Is there an existing solution for these particular

2020-08-22 17:41发布

问题:

I've had the need for a multi-threaded data structure that supports these claims:

  • Allows multiple concurrent readers and writers
  • Is sorted
  • Is easy to reason about

Fulfilling multiple readers and one writer is a lot easier, but I really would wan't to allow multiple writers.

I've been doing research into this area, and I'm aware of ConcurrentSkipList (by Lea based on work by Fraser and Harris) as it's implemented in Java SE 6. I've also implemented my own version of a concurrent Skip List based on A Provably Correct Scalable Concurrent Skip List by Herlihy, Lev, Luchangco and Shavit.

These two implementations are developed by people that are light years smarter then me, but I still (somewhat ashamed, because it is amazing work) have to ask the question if these are the two only viable implementations of a concurrent multi reader/writer data structures available today?

回答1:

Sounds to me like your making this problem too hard for yourself. Consider the following:

  • Its pretty easy to implement immutable versions of many data structures, especially trees. Immutable data structures have the benefit that, by virtue of being immutable, one thread can't modify the collection under another threads nose. Immutability = no race conditions = no locks = no deadlocking. Awesomeness.

    See Okasaki's Purely Functional Data Structures, which provides ML and Haskell implementations of heaps, balanced trees, stacks, queues, and some other data structures.

  • Threads can't see changes to an immutable data structure made in other threads. They can, however, notify one another explicitly of changes using message-passing concurrency.

Locks and mutexes are too low-level, and mutable state is pretty much the enemy of multithreaded programming. If you think about whatever problem your trying to solve in terms immutability and message passing, then it'll become 1000x easier for you.



回答2:

Well, you already identified the one I would typically suggest - the concurrent skiplist, but the absence of other specific requirements other than the three above, I think a simple linked list with per-node mutexes will work:

Each node contains one element (or a reference), and one simple mutex. I'll assume Java here, because it helps avoid race conditions around node reclamation.

Searching through the list consists of iterating through the nodes from the head, no need to get any locks (although you'll need to ensure visibility between threads at some point - you can choose how frequently this happens - once per search may be good enough).
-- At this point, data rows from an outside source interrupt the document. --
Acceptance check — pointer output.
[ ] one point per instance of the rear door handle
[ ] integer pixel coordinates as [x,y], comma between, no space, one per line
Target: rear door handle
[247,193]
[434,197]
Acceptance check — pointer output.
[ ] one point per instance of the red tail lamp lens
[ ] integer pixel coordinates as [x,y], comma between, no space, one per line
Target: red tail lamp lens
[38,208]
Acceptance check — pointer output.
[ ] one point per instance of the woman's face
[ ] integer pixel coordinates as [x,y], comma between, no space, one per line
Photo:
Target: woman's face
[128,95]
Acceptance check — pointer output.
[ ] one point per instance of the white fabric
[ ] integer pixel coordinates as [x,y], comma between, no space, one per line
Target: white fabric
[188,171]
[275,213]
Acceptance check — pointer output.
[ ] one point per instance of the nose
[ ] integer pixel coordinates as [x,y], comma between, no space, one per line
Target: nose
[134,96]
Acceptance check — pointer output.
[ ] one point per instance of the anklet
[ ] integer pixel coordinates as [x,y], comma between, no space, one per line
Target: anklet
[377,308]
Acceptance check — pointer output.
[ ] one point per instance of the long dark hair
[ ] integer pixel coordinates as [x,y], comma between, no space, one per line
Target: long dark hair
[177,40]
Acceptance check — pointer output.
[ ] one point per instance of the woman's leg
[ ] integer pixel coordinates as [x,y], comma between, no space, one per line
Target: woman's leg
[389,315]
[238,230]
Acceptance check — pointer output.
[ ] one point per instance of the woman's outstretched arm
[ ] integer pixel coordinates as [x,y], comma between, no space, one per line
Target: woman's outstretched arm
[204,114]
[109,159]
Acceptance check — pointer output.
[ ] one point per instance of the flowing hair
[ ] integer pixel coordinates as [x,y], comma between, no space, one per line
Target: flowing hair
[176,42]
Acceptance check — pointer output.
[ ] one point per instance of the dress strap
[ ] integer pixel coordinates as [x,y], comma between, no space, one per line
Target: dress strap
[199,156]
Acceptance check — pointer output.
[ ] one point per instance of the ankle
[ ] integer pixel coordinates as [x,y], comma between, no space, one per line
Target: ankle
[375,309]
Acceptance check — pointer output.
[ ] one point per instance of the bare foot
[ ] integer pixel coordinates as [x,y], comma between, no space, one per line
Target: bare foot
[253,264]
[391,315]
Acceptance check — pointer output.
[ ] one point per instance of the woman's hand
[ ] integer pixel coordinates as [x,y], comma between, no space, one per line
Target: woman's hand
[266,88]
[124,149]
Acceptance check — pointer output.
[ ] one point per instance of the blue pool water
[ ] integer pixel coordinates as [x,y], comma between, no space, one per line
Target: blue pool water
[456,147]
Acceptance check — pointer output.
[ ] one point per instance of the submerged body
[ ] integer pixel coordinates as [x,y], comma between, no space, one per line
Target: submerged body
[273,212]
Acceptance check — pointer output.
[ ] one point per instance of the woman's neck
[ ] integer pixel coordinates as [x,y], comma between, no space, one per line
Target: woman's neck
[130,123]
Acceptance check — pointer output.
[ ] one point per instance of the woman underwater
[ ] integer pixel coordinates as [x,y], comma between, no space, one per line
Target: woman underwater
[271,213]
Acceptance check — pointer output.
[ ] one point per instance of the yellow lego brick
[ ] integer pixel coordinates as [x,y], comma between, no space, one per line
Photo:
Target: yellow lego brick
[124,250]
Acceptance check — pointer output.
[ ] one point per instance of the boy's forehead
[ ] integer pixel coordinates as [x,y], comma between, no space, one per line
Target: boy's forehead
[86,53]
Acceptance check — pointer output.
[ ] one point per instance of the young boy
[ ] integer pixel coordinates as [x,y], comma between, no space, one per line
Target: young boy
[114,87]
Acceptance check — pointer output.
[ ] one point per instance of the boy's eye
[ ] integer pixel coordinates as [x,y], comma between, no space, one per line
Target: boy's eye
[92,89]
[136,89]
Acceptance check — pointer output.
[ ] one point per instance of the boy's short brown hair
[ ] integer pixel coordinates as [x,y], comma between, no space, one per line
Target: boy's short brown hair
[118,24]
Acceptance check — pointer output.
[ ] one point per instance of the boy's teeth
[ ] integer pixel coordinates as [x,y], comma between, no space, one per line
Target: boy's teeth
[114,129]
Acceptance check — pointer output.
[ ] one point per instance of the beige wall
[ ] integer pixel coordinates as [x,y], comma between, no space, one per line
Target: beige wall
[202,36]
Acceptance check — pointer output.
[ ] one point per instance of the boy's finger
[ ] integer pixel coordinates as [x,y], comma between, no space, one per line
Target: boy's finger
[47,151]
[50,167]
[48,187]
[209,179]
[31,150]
To add an item, do a search until you find the immediate predecessor and successor nodes for the value you want to insert, lock the mutex associated with the prior node, check the successor node again (it might have changed out from under you), then splice in the new node.

Deletion works similarly - find the predecessor node for the node you want to delete, lock the predecessor node, check that it is still the predecessor node, and take it out of the tree.

This structure is sorted (to the extent that it is correct - I haven't proven that!).

This structure clearly allows multiple readers (readers are never blocked for any reason), and multiple writers, although writers trying to manipulate the same portion of the list (e.g., two threads inserting nodes which have the same splice point) will wait on each other.

The structure seems relatively easy to reason about - being based on a single linked list, with a fairly simple locking structure and with a few simple invariants. I haven't spend more than a few minutes reasoning about its correctness, however. You can make it even simpler to reason about, at the cost of performance, by making the locking policy more heavyweight - for insertion and deletion lock each node during iteration and then lock the successor before unlocking the prior node - in this way you'll have both nodes locked when you find the splice or deletion point, so no "double-check, backtrack" is needed.

You may be able to get rid of the locks completely and use a lock-free list while maintaining your "must be sorted" condition, but I haven't thought about it in depth - at a minimum I suspect it will be "harder to reason about".

In C++ the structure is more involved, since you can't rely on the GC to keep the nodes around as long as readers might be looking at them, so the simple strategy of allowing the readers to mosey around in a lock-free manner doesn't fly, if you ever want to delete nodes. You can adjust it by making readers take the lock of each visited node, but this sucks for both performance (obvious) and concurrency (because although you can have multiple readers and writers in some basic way, they can never pass each other anymore, so practical concurrency is heavily limited).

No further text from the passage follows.